Outrage of the Month: Censorship of CDC and FDA Vaccine Studies
Health Letter, June 2026
By Robert Steinbrook, M.D.
Director, Public Citizen's Health Research Group
If you’re not outraged, you’re not paying attention!
Read what Public Citizen has to say about the biggest blunders and outrageous offenses in the world of public health, published monthly in Health Letter.
The Centers for Disease Control and Prevention (CDC) and the Food and Drug Administration (FDA) are science-based federal agencies that should promote medical research, not censor studies because their findings undermine Health and Human Services (HHS) Secretary Robert F. Kennedy Jr.’s anti-vaccine agenda.
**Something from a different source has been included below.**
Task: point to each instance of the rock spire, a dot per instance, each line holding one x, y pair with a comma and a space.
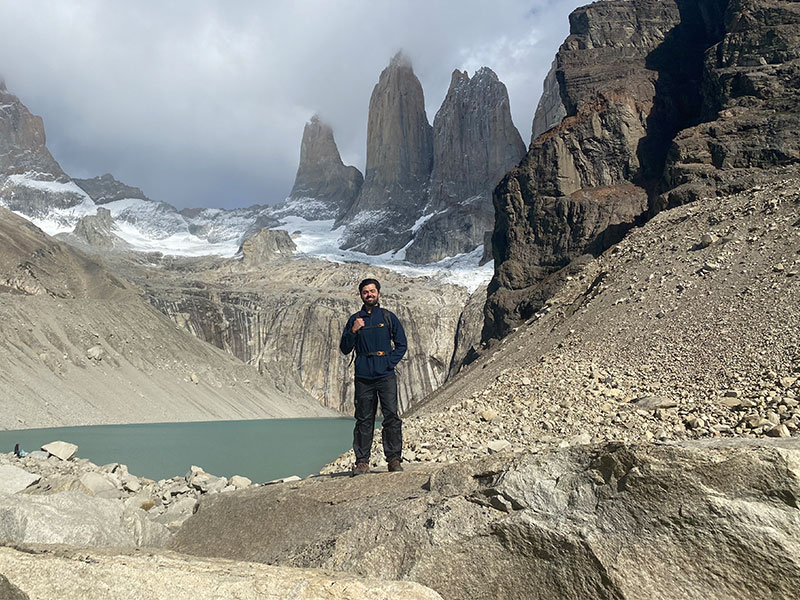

In recent months, however, both the CDC and FDA have blocked publication of studies supporting widely used vaccines against COVID-19 and shingles (herpes zoster). Suppressing scientific research exposes the nonsense of Kennedy’s frequently repeated claims that he would bring “gold standard” science and “radical transparency” to the nation’s public health agencies.
In April 2026, the acting director of the CDC blocked publication of a COVID-19 vaccine effectiveness study in the Morbidity and Mortality Weekly Report (MMWR), the agency’s leading scientific journal. The report, which had been scheduled for publication in March, showed that the 2025-2026 vaccines were about 50% effective during the first months after vaccination in preventing hospitalizations as well as emergency department and urgent care visits among adults who were not immunocompromised (September-December 2025).
Dr. Jay Bhattacharya, director of the National Institutes of Health and earlier this year the acting CDC Director, disputed the characterization of his actions as “blocking” publication in the MMWR, stating instead that he “raised specific concerns about the statistical methodology chosen for the study in question.” In fact, the methodology has been widely used in peer-reviewed publications on COVID-19 vaccine effectiveness and was also used in a December 2025 report in the MMWR about COVID-19 vaccine effectiveness in children.
Ironically, the censored report is available online. By censoring the research, the CDC likely focused more attention on it than it would have otherwise received.
Separately, the FDA blocked publication of studies supporting widely used vaccines against COVID-19 and shingles. In October 2025, FDA scientists were told to withdraw two vaccine safety studies about the 2023-2024 COVID-19 vaccines that had already been accepted for publication in medical journals. One study, which looked at safety monitoring of vaccination among commercial health plan enrollees ages 6 months to 64 years and was presented at a medical meeting in August 2025, found “no new safety concerns.” The other, which examined vaccine safety among Medicare beneficiaries aged 65 years and older, is available online as a preprint, an earlier version that has not undergone peer review. The study found “no new safety signals” as well as “a potential, but rare, elevation in anaphylaxis” risk (a severe, potentially life-threatening allergic reaction) associated with one of the vaccines.
In defending the withdrawal of the COVID-19 vaccine safety studies, a HHS spokesperson told The New York Times: “The studies were withdrawn because the authors drew broad conclusions that were not supported by the underlying data.” The comment reflected a misunderstanding of how peer-reviewed medical journals work. From my work as an editor at the New England Journal of Medicine and JAMA Internal Medicine, I know that journal editors routinely work with authors to revise manuscripts and to ensure that the conclusions follow from the data. I did that all the time.
Abstracts of the shingles vaccine studies, one about the safety of the Shingrix vaccine and one about the effectiveness of the same vaccine, were scheduled for submission to a drug safety conference. The Shingrix vaccine, first approved by the FDA in 2017, is used for prevention of shingles in adults aged 50 years and older and in adults aged 18 years and older at increased risk due to immunodeficiency or immunosuppression.
The Senate will hold confirmation hearings for the vacant positions of FDA commissioner and CDC director. The nominees must commit to reversing the decisions to block the studies and to allowing their prompt publication. The nominees must assure the American people that, if confirmed, the agencies they will lead will no longer censor the publication of scientific research. Bona fide public health agencies do not censor bona fide vaccine research.